Ryan Reynolds and Ben Kingsley had their minds in the right place when signing on to do “Self/less,” a solid, thought-provoking sci-fi thriller about the consequences of transferring one’s consciousness into another person’s body. It’s not a completely original idea, yet thanks to the level of talent involved in front of and behind the camera, “Self/less” manages to rise above similarly-themed films.

Kingsley stars as Damian Hale, a building tycoon with terminal cancer who has six months to live at best. Rich beyond his wildest dreams yet a man filled with regret over the estranged relationship with his adult daughter (Michelle Dockery), Damian decides to undergo a radical procedure that would end his life, yet transfer his consciousness into a lab-grown adult body (Reynolds).
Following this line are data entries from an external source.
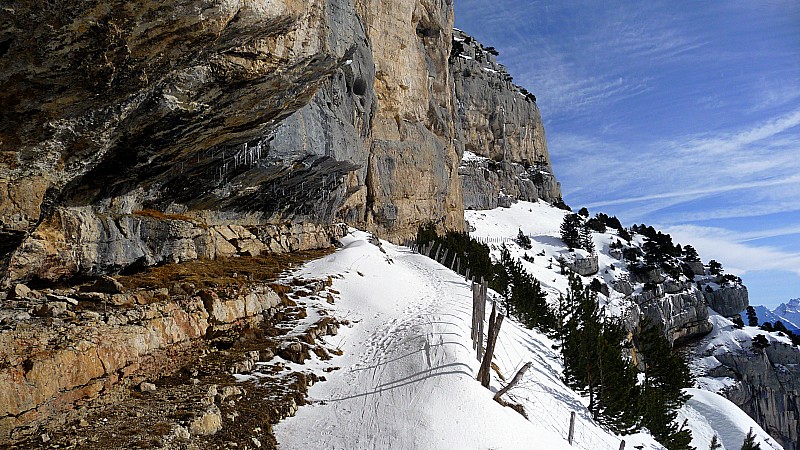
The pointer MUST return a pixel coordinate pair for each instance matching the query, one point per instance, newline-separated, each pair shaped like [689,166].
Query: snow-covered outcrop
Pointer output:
[728,300]
[787,313]
[506,155]
[764,382]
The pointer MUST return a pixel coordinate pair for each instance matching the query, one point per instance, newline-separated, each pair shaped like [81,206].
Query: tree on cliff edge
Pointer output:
[752,318]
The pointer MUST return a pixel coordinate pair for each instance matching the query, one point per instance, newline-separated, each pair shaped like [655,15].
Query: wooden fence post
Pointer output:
[495,321]
[571,427]
[513,382]
[474,334]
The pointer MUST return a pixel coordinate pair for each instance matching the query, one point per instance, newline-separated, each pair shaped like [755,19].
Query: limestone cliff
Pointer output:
[506,151]
[136,130]
[765,383]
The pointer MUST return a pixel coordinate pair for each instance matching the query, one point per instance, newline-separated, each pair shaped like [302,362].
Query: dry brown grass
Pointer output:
[221,272]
Given “anti-rejection” medication by the scientist (Matthew Goode) who performed the procedure, the now 35-year-old Damian has an episode of strange visions and flashbacks when he doesn’t take a pill on time, leading him to the shocking discovery of his new body’s origin – and a secret organization that will stop at nothing to keep their secrets from getting out.
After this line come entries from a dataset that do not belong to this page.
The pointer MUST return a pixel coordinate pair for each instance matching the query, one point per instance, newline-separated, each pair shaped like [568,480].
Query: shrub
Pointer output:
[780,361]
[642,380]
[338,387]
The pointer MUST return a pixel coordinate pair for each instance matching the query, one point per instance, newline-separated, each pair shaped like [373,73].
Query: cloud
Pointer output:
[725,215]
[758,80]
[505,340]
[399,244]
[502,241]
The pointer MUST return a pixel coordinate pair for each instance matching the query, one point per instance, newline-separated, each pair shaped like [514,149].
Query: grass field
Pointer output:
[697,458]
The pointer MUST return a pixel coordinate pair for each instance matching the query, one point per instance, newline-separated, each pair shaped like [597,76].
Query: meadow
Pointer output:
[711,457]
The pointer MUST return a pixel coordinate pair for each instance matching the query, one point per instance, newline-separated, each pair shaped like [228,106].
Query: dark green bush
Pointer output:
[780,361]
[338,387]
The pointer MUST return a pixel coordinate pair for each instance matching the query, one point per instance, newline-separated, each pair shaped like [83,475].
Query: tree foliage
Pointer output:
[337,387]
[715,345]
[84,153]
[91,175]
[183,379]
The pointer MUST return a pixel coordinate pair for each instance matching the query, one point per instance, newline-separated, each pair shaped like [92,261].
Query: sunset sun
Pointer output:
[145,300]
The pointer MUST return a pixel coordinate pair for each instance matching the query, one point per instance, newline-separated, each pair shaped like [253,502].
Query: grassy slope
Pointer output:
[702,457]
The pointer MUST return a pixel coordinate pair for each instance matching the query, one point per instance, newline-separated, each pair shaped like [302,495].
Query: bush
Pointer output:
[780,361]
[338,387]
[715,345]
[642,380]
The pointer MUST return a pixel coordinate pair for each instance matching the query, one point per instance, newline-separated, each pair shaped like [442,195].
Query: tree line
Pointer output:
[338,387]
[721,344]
Directed by Tarsem Singh (“Mirror Mirror,” “Immortals”), “Self/less” is visually stunning, and has a foreboding tone and great pacing until it’s third act, when the story begins to get a bit confusing and starts to feel too long.

The acting, however, is terrific throughout, especially by Kingsley (who is, unfortunately in the film 15 minutes at best) and Goode, who brings the perfect air of mystery to the scientist who heads the mind-bending procedure. Reynolds, who doesn’t get enough credit as a dramatic actor, aptly fits the bill in the lead, and throws in some fancy fight moves, to boot. “Self/less” is not a perfect film, but there are enough twists, turns and exciting action sequences to keep your brain occupied for the film’s nearly-two hour run time.